Urs Fischer
« Mon cher... »
L’exposition d’envergure consacrée à Urs Fischer, né en 1973 à Zurich, sera dévoilée au public le 1er octobre 2016. « Mon cher… » se tiendra à la Fondation Vincent van Gogh Arles pendant quatre mois et entend offrir un panorama des productions d’Urs Fischer postérieures à 2013 : sculptures monumentales et de format plus intime, peintures sur aluminium et papiers peints, le tout à travers un parcours dynamique impliquant le mouvement du visiteur.
Au-delà de la puissance d’organisation de l’espace, que démontre entre autres le déluge de gouttes d’eau colorées et surdimensionnées de l’installation Melodrama (2013) sur plus de 400 m2, la singularité de cette exposition tient au simple fait que la totalité des espaces du musée sont consacrés à ce seul artiste. Généreuses, ironiques et suscitant l’empathie, ses œuvres ponctuent un parcours qui se propage jusqu’aux salles les plus atypiques, tels la cour extérieure ou un cabinet orné de boiseries. Parmi elles figure aussi Sous-bois (1889) de Vincent van Gogh, le prêt annuel en provenance du musée Van Gogh d’Amsterdam.
Le travail d’Urs Fischer est marqué par une extraordinaire tension entre, d’une part, les notions d’individualité et de collectif, et, d’autre part, l’évocation de formats sculpturaux traditionnels et la production d’œuvres en deux dimensions à l’ère postdigitale. Cette oscillation entre deux pôles entraîne parfois leur imbrication, si bien que le simulacre visuel, normalement associé à la photographie, affecte aussi le médium de la sculpture.

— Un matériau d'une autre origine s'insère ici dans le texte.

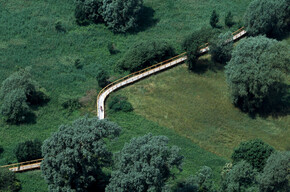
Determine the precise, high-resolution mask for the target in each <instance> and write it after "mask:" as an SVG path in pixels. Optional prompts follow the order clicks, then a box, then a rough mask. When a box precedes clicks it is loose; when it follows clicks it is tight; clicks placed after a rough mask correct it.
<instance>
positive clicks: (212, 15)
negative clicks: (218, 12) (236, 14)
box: [209, 10, 219, 28]
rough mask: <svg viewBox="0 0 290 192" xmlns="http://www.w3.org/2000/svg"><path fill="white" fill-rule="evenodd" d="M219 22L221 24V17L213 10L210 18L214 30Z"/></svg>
mask: <svg viewBox="0 0 290 192" xmlns="http://www.w3.org/2000/svg"><path fill="white" fill-rule="evenodd" d="M218 22H219V15H218V14H217V12H216V11H215V10H213V11H212V13H211V16H210V21H209V24H210V26H211V27H212V28H216V27H217V23H218Z"/></svg>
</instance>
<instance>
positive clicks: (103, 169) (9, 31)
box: [0, 0, 290, 192]
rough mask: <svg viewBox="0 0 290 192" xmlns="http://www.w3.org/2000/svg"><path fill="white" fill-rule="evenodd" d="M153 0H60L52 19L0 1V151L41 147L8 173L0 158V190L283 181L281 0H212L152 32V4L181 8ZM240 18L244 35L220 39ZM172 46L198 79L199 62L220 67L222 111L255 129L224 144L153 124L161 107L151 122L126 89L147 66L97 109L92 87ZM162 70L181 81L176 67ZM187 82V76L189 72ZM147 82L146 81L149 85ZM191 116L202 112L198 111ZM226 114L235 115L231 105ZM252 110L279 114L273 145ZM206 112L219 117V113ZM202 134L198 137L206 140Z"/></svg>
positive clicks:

Devant last supper (2014), le doute s’installe quant au matériau utilisé. L’aspect de cette sculpture de plus de sept mètres de long est propre au modelage de l’argile ; il révèle l’effort collectif sollicité pour façonner l’œuvre initiale, présentée au musée d’Art contemporain de Los Angeles (MOCA) en 2013. L’argile est devenue bronze dans un processus d’anoblissement qui a cependant gardé les traces de la genèse de la sculpture et les empreintes de chaque participant. Les mêmes glissements semblent s’opérer pour les huit sculptures en bronze moulé de femmes allongées. Ne convoquent-elles pas l’idée d’un atelier collectif de modelage d’une académie des beaux-arts qu’auraient délaissé modèles et étudiants ? De vivant, il ne resterait alors que la production qui semble s’éprouver encore, le non finito d’œuvres ancrées dans le passé et tournées vers un devenir. Face à la « subjectivité collective » insufflée dans ces sculptures marquées par une matérialité sensuelle et archaïque, répondent des images placées sous les signes de l’hyperréalité et de l’autoportrait. Ces tableaux sur aluminium, dont Barium (2016), représentent une partie du corps de l’artiste (oreille ou œil) encerclée par des couches de peinture de couleur sérigraphiées à l’effet trompeur d’empâtement.
La référence à Van Gogh se tisse, non seulement à travers le titre de l’exposition, mais aussi au gré des œuvres exposées, convoquant tantôt l’émotion du relief, l’affirmation de la couleur hautement étudiée ou l’ambivalence contenue dans l’autoportrait.